The Tiny Tree That Did


It is the one and only night of the year that My Hooligans actually ASK if they can go to bed early. It’s not even eight o’clock, and they’re all tucked in, anxiously waiting for the jingle bells and “Ho, Ho, Ho’s” that signal the arrival of their favorite guest. And so I sit here now in reflection. Not for the year that was, but for the night that is.

Like many families, we have a tradition in our home that everyone gets to open one present on Christmas Eve. We each get a brand new pair of jammies. As I placed the packages under the tree, memories of all our Christmas’ past wrapped around me like a warm blanket, and I was finally able to find the light of my Christmas spirit.

IMG_8538Our home has an 18-foot vaulted ceiling. It was one of the primary reasons we chose this house. For our first Christmas, we chose the biggest tree we could find- a 9-foot Douglas Fur. A gorgeous centerpiece for our massive living room, meticulously decorated and lit with well over 1,000 twinkling lights. Sparkling ornaments, ribbons and tinsel all coordinated with the rest of the decorations that filled our home, The Giant Tree was always a symbol of the beauty of the season.

But this year, that all changed.

There has never been a time someone has asked for my help that I have refused. If we didn’t have the means, we found a way, even to the detriment of our own needs and goals. But these were sacrifices we willing made to help those around us.

This past year has been a difficult, and sometimes painful one, for me personally. I made a decision to help someone who was as dear to me as a sister. I put her needs and dreams above all else, and because it was important to me, my husband and children did all they could to support that decision. The result ended up wounding not just me, but the four most important people in my life, in a deep and profound way. And for what? Like Giant Tree, it was meant to fill a void, to inspire, to give life to a dream. Instead, it brought to light dark truths and harsh realizations. And while it did pave the way for someone else to know the success of a dream come true, it destroyed a trust and kinship that can never be repaired.

As the holidays approached, I found myself in a dark place. Regret, anger and a deep sense of loss robbed me of the joy I always found this time of year. It was the same for my family. We had no desire to help those in need. Our charitable contributions were mechanical, done more out of obligation than spirit. It was like a black cloud hung over all of us. There was no excitement, no anticipation. There would be no gatherings, no laughter and reminiscing of the year’s events. The pain we all felt was so encompassing that we simply couldn’t find a light. When it was time to put up Giant Tree, not a single one of us had the desire to. But we had to have a tree. If for no other reason, our Hooligans deserved a tree. And that’s when it hit me.

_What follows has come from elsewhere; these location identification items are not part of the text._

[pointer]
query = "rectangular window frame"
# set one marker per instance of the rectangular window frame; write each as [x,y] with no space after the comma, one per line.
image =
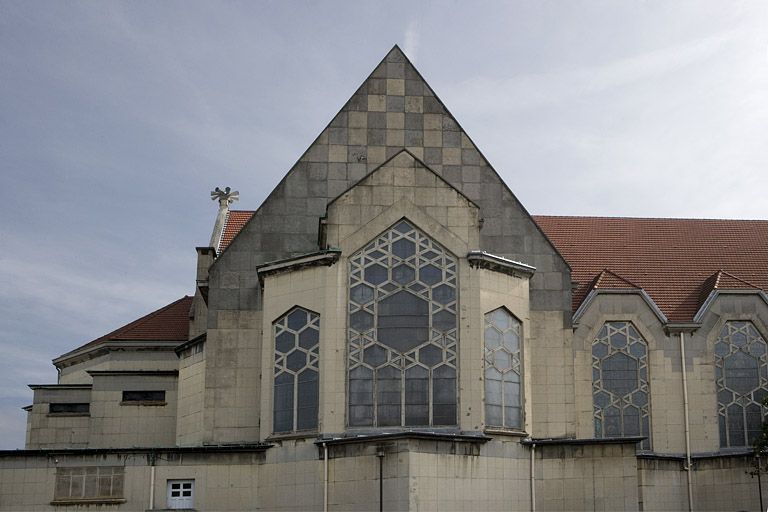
[144,397]
[184,485]
[69,409]
[89,485]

In a small container, tucked away in the basement, sat our most prized Christmas decorations. Paper and clay, glitter and glue. Bells, wreaths and hand prints. Every ornament and gift our Hooligans have ever made. And beside that container was Tiny Tree. A little 3-foot, pre-lit reserved just for those gifts. So instead of Giant Tree and those glittery balls and bows, we decided to use Tiny Tree and the ornaments that mattered the most.

As I watched our girls hang each ornament, a little bit of the light came back. We each talked about the time this one was made, and that one was purchased. When my husband and son placed the star on top of the tree, the joy, the true meaning of this special season filled my heart to bursting.

Giant Tree filled the space, but it was Tiny Tree that reminded us what really matters.